7. The method according to any one of claims 1 to 6, further comprising:

pre-recording a background image sequence;

8. The method of claim 7, wherein the background image sequence comprises at least any one of:

a virtual anchor head action image sequence;

a virtual anchor hand motion image sequence.

9. An apparatus for implementing a virtual anchor, the apparatus comprising:

the receiving module is used for receiving an input text;

the image synthesis module is used for obtaining a virtual anchor image sequence corresponding to the input text by utilizing a pre-constructed biological state synthesis model; the biological state synthesis model and the voice synthesis model are constructed on the basis of a same duration model;

the superposition processing module is used for synchronously superposing the voice sequence and the virtual anchor image sequence to obtain virtual anchor audio and video data;

the device further comprises:

the model building module is used for building the biological state synthesis model by utilizing the collected audio data and video data;

the model building module comprises:

the biological state synthesis model building module is used for building a biological state synthesis model based on the duration model;

the biological state synthesis model construction module comprises:

10. The apparatus of claim 9, wherein the model building module is further configured to build the duration model and the speech synthesis model using the collected audio data and video data;

the model building module further comprises:

the data acquisition module is used for acquiring audio data and video data;

the duration model building module is used for building a duration model;

and the voice synthesis model building module is used for building a voice synthesis model based on the duration model.

11. The apparatus of claim 10, wherein the audio data and video data comprise: and synchronizing the audio data and the video data of the corresponding object of the virtual anchor.

12. The apparatus of claim 11, wherein the audio data further comprises:

the virtual anchor corresponds to pure audio data of the object.

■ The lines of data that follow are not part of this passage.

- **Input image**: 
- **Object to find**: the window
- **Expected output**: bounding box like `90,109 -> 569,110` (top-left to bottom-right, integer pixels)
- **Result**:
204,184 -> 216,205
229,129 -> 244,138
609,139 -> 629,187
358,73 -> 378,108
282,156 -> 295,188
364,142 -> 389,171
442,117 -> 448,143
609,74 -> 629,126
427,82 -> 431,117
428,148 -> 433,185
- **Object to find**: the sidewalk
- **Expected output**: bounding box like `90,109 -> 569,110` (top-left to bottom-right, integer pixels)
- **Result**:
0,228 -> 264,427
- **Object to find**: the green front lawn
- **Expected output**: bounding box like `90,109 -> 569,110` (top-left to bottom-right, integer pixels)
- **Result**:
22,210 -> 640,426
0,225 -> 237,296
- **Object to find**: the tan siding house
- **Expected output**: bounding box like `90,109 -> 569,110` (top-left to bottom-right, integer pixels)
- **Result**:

13. The apparatus of claim 9, wherein the biostate synthesis model comprises; a lip model and/or an eye position model.

14. The apparatus of claim 9, further comprising:

the image synthesis module includes:

15. The apparatus of any one of claims 9 to 14, further comprising:

16. The apparatus of claim 15, wherein the sequence of background images comprises at least any one of:

a virtual anchor head action image sequence;

a virtual anchor hand motion image sequence.

17. An electronic device, comprising: one or more processors, memory;

the memory is for storing computer-executable instructions, and the processor is for executing the computer-executable instructions to implement the method of any one of claims 1 to 8.

18. A readable storage medium having stored thereon instructions that are executed to implement the method of any one of claims 1 to 8.